Frank “Raffles” Boucher was described as the most gentlemanly athlete, author, rule maker, poet, scoring champion, story teller, and everyone’s friend. Born in Ottawa in 1901, he had a 29 year career in the NHL. He spent many off seasons with his wife and son on a farm just outside of Kemptville.
Boucher received his first pair of skates at age six for Christmas, double-runners which he promptly fell from and never used again. Frank and the rest of the brothers would play games on outdoor rinks, including rinks on the Rideau River.
He took a job as an office boy with the federal government for the duration of World War I. Boucher then joined the Royal Canadian Mounted Police and moved west. While in Lethbridge working with the Mounties, Boucher played for the Lethbridge Vets along with Mountie teams he organized. After a year working in Banff, Alberta, Frank returned home to play for the Ottawa Senators for the 1921–22 season. Boucher then played for the Vancouver Maroons until 1926. The Maroons would play in the 1923 Stanley Cup Final against the Senators, losing 3-2. The Maroons played in the 1924 Stanley Cup playoffs against Montreal, losing to the Canadiens in a best-of-three series 2–0.
In 1926, when the western league dissolved, his rights were sold to the Boston Bruins. He never played for the Bruins as Conn Smythe then paid the Bruins $1500 for Boucher, on the advice of Bill Cook, whom he'd played against out west. Boucher became a member of the original New York Rangers team.

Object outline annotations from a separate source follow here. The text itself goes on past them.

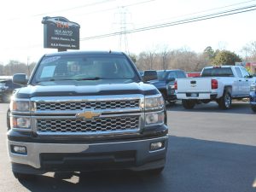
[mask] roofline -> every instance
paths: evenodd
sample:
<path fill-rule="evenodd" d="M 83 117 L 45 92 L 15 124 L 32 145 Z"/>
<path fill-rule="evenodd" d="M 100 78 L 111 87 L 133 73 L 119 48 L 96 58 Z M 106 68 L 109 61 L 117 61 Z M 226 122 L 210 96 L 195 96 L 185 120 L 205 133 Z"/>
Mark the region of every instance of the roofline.
<path fill-rule="evenodd" d="M 44 56 L 60 56 L 60 55 L 93 55 L 93 54 L 102 54 L 102 55 L 125 55 L 124 52 L 119 51 L 107 51 L 107 50 L 95 50 L 95 51 L 84 51 L 84 50 L 72 50 L 72 51 L 61 51 L 55 53 L 45 54 Z"/>

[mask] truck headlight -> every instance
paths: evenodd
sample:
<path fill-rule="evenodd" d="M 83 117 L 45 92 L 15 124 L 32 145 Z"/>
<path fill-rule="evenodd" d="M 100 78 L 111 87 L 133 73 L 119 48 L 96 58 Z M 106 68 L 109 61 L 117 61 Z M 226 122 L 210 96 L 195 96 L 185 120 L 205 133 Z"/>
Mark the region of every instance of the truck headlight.
<path fill-rule="evenodd" d="M 160 125 L 164 124 L 165 113 L 148 113 L 145 114 L 145 125 Z"/>
<path fill-rule="evenodd" d="M 250 90 L 251 90 L 251 91 L 256 91 L 256 84 L 251 84 Z"/>
<path fill-rule="evenodd" d="M 12 101 L 11 111 L 28 112 L 30 111 L 29 101 Z"/>
<path fill-rule="evenodd" d="M 145 97 L 145 111 L 152 111 L 164 108 L 165 102 L 161 95 Z"/>
<path fill-rule="evenodd" d="M 11 117 L 11 127 L 20 129 L 30 129 L 31 119 L 28 117 Z"/>

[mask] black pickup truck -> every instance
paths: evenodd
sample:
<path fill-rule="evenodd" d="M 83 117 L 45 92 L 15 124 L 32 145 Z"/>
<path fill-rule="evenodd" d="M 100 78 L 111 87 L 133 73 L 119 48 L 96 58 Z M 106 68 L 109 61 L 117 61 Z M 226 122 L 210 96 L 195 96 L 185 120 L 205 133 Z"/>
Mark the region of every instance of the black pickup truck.
<path fill-rule="evenodd" d="M 28 81 L 25 74 L 13 80 L 27 84 L 15 93 L 8 113 L 9 155 L 17 178 L 47 172 L 163 170 L 168 146 L 163 97 L 143 83 L 124 53 L 49 54 Z"/>

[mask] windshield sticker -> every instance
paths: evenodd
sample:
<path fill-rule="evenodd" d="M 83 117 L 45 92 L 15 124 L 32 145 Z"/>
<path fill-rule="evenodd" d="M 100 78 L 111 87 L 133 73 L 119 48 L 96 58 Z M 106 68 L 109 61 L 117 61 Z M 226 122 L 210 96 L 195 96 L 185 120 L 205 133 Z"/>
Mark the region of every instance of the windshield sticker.
<path fill-rule="evenodd" d="M 59 60 L 61 56 L 46 57 L 41 63 L 45 64 L 45 63 L 53 62 Z"/>
<path fill-rule="evenodd" d="M 40 78 L 51 78 L 54 75 L 55 66 L 47 66 L 43 68 Z"/>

Boucher played for the Rangers until he retired in 1937–38. Boucher centered a line with the brothers Bill and Bun Cook, and together they helped the Rangers win the Stanley Cup in 1928 and 1933, also reaching the Finals in 1932. The Cook-Boucher line became one of the most celebrated lines the game has ever seen.

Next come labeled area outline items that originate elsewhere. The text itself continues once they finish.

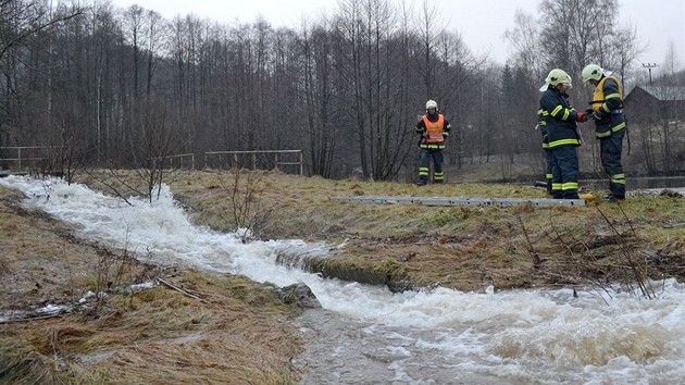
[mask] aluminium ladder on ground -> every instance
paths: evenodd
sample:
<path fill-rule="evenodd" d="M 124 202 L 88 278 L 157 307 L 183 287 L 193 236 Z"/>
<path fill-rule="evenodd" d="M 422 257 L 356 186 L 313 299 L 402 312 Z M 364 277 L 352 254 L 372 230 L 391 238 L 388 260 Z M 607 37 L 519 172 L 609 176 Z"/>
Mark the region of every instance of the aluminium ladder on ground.
<path fill-rule="evenodd" d="M 357 203 L 400 203 L 424 206 L 516 206 L 530 203 L 532 206 L 585 206 L 584 199 L 530 199 L 530 198 L 462 198 L 462 197 L 378 197 L 353 196 L 331 197 L 333 202 Z"/>

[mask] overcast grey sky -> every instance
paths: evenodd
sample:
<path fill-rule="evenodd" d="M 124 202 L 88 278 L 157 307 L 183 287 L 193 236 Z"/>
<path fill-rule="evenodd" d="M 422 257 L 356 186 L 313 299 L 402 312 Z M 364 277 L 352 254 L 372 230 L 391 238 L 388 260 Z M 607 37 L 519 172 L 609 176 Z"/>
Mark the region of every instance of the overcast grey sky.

Frank was not only a brilliant forward, but was also one of the game's classiest. Lady Byng, wife of Viscount Byng, the Governor-General of Canada, donated a trophy to be awarded to the NHL's "most gentlemanly player." While playing for the New York Rangers, Boucher won the Lady Byng Memorial Trophy 7 times in 8 years. He was then given the trophy outright, and Lady Byng donated another trophy to the NHL.
The Rangers hired him to coach the New York Rovers, a minor-league team that also played at Madison Square Garden, as his apprenticeship to coaching the Rangers. When general manager Lester Patrick made the decision to retire from coaching prior to the 1939–40 season, he hired Boucher, who led his Ranger club to the last Stanley Cup. The franchise would be in existence for 68 seasons before they won a Cup without Boucher being directly involved.
After finishing first in the NHL's regular season in 1942, the Rangers lost in the playoffs to the Toronto Maple Leafs. Soon they became victims of the military draft of World War II and went into a steep decline. In the 1943–44 NHL season the New York Rangers were losing so badly that Boucher came out of retirement for 15 games to play where he recorded 14 points. The Rangers finished the 50 game season with only 6 wins. From 1940 to 1972 they reached the Stanley Cup Finals only once. When Patrick Retired, Frank took over as general manager. He got the Rangers into the playoffs in 1947–48.
In 1943, Frank rewrote the NHL rule book, this began the modern era of the NHL. At this time he incorporated the red line, which turned pro hockey into an even more offensive game. Frank also popularized the strategy of pulling the goaltender in favour of an extra attacker. During the 1945–46 season, Boucher became the first coach to use two goalies regularly. Alternating every game, and later, every four to six minutes, proving the usefulness of having two goalies.
He was inducted into the Hockey Hall of Fame in 1958. In 1998, he was ranked number 61 on The Hockey News' list of the 100 Greatest Hockey Players. His uniform number 7 hangs in the rafters of Madison Square Garden, although it was retired for a later Ranger, Rod Gilbert. Although later Rangers such as Gilbert and Mark Messier have been more honored by recent fans, Boucher's status as the star of two Ranger Stanley Cups and the coach behind another marks him, except perhaps for team builder Lester Patrick, as the greatest Ranger of them all.
In 1974, Boucher wrote When the Rangers Were Young, a book about his experiences with the old-time Broadway Blueshirts, giving him one last moment of fame during his lifetime.
In 2009, Boucher was ranked No. 9 on the all-time list of New York Rangers in the book 100 Ranger Greats (John Wiley & Sons).